If we strike a rough first-level balance between neutrality and selection and assume only 5% of the genome is under functional constraint (Mouse Genome Sequencing Consortium 2002) then the rate of selective change is 20 times (1/0.05) lower predicting a species-wide fixation event every 0.128×20=2.56 years or approximately 10 per generation, which is closer to Kimura's original estimate and still not biologically reasonable. So, even if we limit ourselves to the fraction of the genome that is clearly under purifying selection, the majority of differences that occur must be selectively neutral or nearly neutral.

This argument touches on several ideas including a species' capacity for selection, the concept of hard selection versus soft selection, and the question, does selection predominantly occur on single mutations independently of each other or on groups of mutations simultaneously.

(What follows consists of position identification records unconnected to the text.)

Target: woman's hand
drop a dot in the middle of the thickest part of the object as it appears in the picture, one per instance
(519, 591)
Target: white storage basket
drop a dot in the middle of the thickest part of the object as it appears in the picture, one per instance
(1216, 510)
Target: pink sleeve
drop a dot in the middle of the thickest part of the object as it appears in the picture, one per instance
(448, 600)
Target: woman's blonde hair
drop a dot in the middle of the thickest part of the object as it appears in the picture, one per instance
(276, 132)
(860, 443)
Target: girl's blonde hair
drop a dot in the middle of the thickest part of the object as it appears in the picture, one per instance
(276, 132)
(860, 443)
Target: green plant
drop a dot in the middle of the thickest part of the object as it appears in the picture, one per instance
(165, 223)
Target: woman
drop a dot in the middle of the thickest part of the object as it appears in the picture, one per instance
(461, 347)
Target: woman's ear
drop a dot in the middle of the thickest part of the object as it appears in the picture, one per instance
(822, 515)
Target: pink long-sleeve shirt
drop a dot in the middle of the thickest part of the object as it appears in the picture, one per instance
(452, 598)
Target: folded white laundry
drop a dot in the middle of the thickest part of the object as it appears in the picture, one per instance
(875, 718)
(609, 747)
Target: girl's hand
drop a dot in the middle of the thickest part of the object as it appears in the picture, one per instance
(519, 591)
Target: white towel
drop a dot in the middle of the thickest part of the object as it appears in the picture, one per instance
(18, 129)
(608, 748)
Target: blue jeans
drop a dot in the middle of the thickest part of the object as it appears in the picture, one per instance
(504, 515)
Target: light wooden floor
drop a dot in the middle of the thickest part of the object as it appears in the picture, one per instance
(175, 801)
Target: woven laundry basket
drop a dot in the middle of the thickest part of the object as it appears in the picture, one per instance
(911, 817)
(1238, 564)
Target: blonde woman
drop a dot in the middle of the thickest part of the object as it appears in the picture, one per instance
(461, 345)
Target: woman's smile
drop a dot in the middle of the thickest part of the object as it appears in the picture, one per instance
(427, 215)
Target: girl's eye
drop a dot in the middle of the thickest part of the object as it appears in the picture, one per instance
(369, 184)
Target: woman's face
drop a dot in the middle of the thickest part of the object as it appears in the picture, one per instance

Counter arguments include the observation that adaptive change do unambiguously occur (the question is how wide-spread these are across the genome), for example, consider how well species are adapted to their environment; as a thought experiment consider exchanging species into different environments. There are a large number of changes, a tiger in the deep ocean, a grizzly bear in the Sahara, or a camel or macaque in the Arctic, a sperm whale on land in a tropical jungle, etc., that do not work out well; yet they all have a not-too-distant common ancestor (e.g., Springer et al. 2004). Despite these ecological differences gene sequences from very diverse species can, in some cases, be exchanged and have apparently equivalent functions, PAX6 is a good example [add references], suggesting the the sequence differences are effectively neutral. Also consider rapid selection resulting from human influence, the wide range of phenotypes selected for in breeding and domestication, the rapid occurrence and spread of antibiotic resistance among microbes, and insecticide resistance among insect species.

Paragraph Seven

Kimura gives the calculation for the genetic load of a single gene substitution, equation 1, which is a mess. he doesn't explain it and says the derivation "will be published elsewhere".

The probability of fixation of an allele under selection is discussed in Kimura 1962 and Kimura 1957 is referenced. This is an important equation and I am going to dedicate a separate page to it, probability of fixation.